Bond yields and world stocks fall on renewed US-China trade-war fears

London — Fears of an escalating trade dispute between the US and China spread from Asian markets to Europe on Thursday, triggering a fall in bonds yields and stocks, particularly among exporters.

Germany’s blue-chip index DAX 30, which is seen as a trade-war proxy, fell 1.1% about an hour after the open while the broader pan-European STOXX 600 was down about 0.5%. Eurozone government bond yields edged down with borrowing costs in Germany and France pulling back from seven-week highs as demand for safe-haven debt grew after the US administration increased pressure on China by proposing a higher 25% tariff on $200bn worth of Chinese imports.

MSCI’s broadest index of Asia-Pacific shares outside Japan closed 1.6% down, dragged down by a 1.8% fall in Chinese H-shares.

Analysts blame the current retreat in world stock markets on the uncertainty around the trade policy of the Trump administration, while recent corporate results are seen as encouraging.

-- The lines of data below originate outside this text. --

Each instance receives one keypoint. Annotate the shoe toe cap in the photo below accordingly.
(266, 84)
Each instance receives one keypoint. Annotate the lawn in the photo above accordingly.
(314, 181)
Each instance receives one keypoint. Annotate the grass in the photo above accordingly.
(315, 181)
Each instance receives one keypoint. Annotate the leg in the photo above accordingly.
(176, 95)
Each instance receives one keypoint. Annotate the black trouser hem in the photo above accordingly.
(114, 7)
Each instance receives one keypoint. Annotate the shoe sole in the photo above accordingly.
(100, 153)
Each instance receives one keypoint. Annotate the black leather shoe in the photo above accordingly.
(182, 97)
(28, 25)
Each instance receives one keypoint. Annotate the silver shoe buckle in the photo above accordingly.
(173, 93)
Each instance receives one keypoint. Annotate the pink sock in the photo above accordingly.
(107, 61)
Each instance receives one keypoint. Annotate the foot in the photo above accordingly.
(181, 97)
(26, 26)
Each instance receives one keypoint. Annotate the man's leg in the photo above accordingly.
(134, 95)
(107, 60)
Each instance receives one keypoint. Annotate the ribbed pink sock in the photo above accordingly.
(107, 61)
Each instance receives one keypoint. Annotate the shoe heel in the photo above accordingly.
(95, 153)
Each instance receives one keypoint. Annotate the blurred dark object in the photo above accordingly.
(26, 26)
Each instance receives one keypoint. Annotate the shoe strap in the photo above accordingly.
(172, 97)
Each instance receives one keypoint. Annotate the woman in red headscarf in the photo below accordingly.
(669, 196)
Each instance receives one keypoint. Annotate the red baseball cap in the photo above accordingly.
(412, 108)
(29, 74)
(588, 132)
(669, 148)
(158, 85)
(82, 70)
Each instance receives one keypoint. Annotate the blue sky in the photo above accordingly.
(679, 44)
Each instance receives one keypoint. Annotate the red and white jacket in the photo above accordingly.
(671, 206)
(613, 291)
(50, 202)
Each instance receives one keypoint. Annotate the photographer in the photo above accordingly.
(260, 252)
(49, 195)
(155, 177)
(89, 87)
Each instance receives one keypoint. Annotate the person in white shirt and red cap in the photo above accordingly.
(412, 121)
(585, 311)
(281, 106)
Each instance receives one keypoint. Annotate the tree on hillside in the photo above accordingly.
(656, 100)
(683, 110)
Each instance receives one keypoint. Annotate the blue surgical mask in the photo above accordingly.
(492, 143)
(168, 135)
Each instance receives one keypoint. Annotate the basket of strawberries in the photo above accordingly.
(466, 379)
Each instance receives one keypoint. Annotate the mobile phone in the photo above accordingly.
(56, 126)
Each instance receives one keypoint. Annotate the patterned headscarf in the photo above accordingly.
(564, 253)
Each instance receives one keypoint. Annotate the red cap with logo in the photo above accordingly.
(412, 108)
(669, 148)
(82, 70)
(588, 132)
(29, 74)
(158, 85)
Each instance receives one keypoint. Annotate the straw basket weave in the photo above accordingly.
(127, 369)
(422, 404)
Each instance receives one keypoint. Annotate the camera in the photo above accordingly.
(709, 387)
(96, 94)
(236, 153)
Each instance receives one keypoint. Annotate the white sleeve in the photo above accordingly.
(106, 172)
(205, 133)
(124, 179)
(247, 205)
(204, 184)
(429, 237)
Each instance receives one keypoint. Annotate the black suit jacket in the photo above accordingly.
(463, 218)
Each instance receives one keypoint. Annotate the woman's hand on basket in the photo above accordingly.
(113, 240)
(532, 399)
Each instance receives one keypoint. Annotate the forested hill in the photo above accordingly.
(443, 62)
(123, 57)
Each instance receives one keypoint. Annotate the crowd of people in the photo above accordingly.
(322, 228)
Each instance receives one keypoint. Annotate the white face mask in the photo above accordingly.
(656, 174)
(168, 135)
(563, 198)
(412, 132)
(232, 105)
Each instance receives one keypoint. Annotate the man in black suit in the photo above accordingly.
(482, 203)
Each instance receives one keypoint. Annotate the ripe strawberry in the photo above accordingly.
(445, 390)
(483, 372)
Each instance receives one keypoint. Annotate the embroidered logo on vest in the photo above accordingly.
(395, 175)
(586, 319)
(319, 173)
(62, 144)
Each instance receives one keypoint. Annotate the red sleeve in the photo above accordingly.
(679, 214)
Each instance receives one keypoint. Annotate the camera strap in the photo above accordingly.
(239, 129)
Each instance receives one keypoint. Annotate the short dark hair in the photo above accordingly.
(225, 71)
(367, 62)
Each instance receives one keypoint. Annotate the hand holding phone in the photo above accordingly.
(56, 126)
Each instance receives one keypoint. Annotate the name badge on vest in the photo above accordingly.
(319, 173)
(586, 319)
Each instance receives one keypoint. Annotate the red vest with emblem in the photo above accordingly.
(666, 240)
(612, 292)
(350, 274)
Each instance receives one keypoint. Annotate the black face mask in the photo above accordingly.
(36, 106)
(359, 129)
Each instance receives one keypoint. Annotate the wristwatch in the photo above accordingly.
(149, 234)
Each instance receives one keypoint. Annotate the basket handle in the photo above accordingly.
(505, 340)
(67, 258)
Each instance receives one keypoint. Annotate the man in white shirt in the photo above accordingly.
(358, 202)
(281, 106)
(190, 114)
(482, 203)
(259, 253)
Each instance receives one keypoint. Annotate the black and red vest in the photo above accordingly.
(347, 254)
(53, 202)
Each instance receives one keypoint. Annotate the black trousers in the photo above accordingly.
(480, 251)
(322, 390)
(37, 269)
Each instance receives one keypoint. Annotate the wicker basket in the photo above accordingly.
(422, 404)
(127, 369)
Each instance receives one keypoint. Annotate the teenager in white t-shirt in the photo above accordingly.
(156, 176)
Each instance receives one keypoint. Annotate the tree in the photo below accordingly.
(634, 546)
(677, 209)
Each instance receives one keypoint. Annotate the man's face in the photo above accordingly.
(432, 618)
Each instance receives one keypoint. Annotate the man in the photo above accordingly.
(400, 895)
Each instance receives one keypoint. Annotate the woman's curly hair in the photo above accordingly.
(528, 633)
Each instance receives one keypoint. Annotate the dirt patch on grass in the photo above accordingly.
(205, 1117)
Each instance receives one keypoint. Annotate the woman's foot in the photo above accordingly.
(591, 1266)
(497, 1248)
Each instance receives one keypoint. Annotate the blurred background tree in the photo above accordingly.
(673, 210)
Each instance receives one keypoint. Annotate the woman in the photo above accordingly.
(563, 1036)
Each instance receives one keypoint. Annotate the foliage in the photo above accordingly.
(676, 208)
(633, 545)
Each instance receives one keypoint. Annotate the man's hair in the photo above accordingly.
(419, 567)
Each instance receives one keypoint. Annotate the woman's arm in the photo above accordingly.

“One needs to have a strong gut feeling to invest in this environment and, in August, I doubt many people will have one” said Hervé Goulletquer, deputy head of research at France’s La Banque Postale Asset Management in Paris. He added that investors badly need a “framework of interpretation” to read through the trade statements of the Trump administration and the poor visibility on that front was holding markets back.

The pound was slightly down at $1.3086 ahead of an expected rate hike by the Bank of England (BOE) later in the day. While a rate hike is widely expected and mostly priced in, analysts warned clients not to be complacent as the market reaction would probably be tough to read.

“While a failure to act would, in all likelihood, trigger a sharp sell-off in the pound, given the rate rise is already priced in,” said Michael Hewson of CMC Markets, “we could well see some sterling weakness in any case if the bank is overly dovish in its guidance.”

The US Federal Reserve kept interest rates unchanged on Wednesday, as expected, characterising the US economy as strong and staying on track to increase borrowing costs in September and likely again in December.

Oil prices steadied after losses over the past two days from a surprise increase in US crude inventories and renewed concerns over trade friction between the US and China. Brent crude futures were up flat at $72.39 a barrel by 8.54am GMT, after dropping 2.5% on Wednesday.